The purpose of this paper is to analytically examine the diﬀerences in Polars’ technology versus Caterpillar Cummins and Generac technologies.
For those with some mechanical and electrical backgrounds, common sense will prove the point. The Caterpillar and Cummins White Papers argue in favor of AC generators, but the examples they used in the comparison with DC generator technologies left Polars’ technology out of the picture.
There are many types of AC and DC alternators; the Caterpillar and Cummins White Papers implied that all DC generators use the same technology and have the same eﬀiciencies. This is not the case.
Decades ago, Polar coined the term DC alternator for a brush-less permanent magnet alternator with low voltage and high frequency output (400 to 800 Hz) optimized for conversion into DC current. Polars’ optimization did not require switch mode power supply as illustrated by Caterpillar and Cummins. The high frequency AC current passes through a simple diode bridge circuit then connects to and charges the battery directly, requiring no other electronics.
In Telecom, the term rectifier refers to a battery charger/power supply. In other engineering fields, a rectifier refers to a diode bridge. This is where some confusion arises, the Polar DC generator uses a simple diode bridge and few other DC generator systems use a switch mode circuit to regulate voltage and current.

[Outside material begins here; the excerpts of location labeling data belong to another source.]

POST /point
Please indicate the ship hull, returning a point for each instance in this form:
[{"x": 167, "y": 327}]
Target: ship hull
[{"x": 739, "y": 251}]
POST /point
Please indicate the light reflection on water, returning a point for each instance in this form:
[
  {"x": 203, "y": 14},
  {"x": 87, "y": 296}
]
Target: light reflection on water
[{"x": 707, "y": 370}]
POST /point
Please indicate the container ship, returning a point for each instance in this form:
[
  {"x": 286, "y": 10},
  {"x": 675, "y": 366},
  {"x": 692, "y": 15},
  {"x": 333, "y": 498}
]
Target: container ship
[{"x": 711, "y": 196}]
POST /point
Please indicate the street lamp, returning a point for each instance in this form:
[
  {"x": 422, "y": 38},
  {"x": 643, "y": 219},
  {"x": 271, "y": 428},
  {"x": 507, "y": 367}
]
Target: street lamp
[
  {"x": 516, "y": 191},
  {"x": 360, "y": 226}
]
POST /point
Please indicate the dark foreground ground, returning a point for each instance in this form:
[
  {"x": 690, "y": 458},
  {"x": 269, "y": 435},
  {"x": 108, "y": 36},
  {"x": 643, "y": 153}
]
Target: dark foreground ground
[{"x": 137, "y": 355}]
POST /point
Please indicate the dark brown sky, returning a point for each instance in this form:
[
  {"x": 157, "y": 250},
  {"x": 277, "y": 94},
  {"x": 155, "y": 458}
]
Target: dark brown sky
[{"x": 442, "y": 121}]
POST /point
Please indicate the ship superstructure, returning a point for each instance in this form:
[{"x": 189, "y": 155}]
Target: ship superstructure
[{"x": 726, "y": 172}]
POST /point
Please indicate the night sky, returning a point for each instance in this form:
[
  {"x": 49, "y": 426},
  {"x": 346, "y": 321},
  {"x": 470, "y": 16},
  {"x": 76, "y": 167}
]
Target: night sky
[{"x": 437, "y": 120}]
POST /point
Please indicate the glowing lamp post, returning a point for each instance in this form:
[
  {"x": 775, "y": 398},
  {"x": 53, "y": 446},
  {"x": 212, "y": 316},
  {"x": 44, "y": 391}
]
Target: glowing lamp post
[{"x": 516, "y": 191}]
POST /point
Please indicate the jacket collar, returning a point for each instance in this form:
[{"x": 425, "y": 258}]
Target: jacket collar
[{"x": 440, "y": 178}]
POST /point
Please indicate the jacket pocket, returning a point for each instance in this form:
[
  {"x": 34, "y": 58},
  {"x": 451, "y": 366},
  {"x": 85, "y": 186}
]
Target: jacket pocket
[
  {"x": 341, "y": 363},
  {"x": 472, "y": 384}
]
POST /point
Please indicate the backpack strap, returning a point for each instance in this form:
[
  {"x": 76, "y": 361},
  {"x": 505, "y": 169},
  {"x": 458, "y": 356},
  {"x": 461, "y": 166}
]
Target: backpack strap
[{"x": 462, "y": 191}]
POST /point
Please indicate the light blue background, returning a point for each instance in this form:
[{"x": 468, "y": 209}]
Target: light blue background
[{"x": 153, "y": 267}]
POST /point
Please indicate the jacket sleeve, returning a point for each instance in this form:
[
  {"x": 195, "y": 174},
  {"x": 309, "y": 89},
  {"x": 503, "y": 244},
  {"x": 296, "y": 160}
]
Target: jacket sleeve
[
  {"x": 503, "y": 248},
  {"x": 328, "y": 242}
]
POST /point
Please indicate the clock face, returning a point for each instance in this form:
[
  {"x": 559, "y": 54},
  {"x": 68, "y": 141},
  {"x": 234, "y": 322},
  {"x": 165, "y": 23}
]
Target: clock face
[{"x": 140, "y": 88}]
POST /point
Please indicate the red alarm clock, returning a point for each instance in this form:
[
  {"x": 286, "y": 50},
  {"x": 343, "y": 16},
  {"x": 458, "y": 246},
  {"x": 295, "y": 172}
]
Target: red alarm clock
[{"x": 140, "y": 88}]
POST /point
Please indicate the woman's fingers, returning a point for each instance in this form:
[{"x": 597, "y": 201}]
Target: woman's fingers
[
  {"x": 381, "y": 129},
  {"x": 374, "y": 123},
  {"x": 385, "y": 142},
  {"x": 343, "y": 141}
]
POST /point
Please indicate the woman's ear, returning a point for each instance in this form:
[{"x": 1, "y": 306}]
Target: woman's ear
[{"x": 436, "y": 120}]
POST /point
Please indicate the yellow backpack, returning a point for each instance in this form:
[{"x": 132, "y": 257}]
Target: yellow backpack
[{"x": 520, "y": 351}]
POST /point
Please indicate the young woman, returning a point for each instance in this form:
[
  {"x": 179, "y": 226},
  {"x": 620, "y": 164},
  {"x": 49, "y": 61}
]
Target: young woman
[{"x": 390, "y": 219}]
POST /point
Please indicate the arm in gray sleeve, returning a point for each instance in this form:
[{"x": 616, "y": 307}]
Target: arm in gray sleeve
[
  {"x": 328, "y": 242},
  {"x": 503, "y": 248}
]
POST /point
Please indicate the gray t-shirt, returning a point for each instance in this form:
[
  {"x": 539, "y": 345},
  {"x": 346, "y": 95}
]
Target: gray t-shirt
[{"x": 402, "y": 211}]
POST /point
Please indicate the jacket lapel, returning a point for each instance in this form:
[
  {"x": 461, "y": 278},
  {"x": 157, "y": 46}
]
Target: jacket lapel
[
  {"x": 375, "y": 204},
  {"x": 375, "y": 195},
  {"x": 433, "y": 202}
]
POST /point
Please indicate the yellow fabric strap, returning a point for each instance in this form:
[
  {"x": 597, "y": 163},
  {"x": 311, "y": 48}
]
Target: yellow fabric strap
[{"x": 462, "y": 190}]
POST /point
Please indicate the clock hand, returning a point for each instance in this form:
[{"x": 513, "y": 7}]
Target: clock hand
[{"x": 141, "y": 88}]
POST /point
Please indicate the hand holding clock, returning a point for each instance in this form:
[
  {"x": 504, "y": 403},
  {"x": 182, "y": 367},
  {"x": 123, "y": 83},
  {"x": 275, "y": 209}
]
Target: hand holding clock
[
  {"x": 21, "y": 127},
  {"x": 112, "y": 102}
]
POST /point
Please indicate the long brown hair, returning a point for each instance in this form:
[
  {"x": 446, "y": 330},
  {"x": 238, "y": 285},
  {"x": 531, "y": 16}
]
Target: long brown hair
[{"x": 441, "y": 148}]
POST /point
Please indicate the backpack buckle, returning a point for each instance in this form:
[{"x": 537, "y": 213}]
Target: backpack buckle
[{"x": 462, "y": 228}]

The best fuel eﬀiciency data is from field trials, not laboratory testing. Typically, laboratory testing fails at simulating real world use of generators. There are too many variables to account for in simulating the real world and at the same time laboratory engineers tend to simplify testing parameters. Also it is unreasonable to compare two manufacturers’ equipment performance by using product data sheets. For an accurate comparison, both tests should use the same test technicians, fuels, weather conditions, loads, test equipment, and operate in actual field conditions.
For eﬀicient electric motors and alternators, most engineers target their design eﬀiciencies between 90% to 96%. Designers of electromagnetic machinery and power supplies very rarely include the parasitic losses into their performance.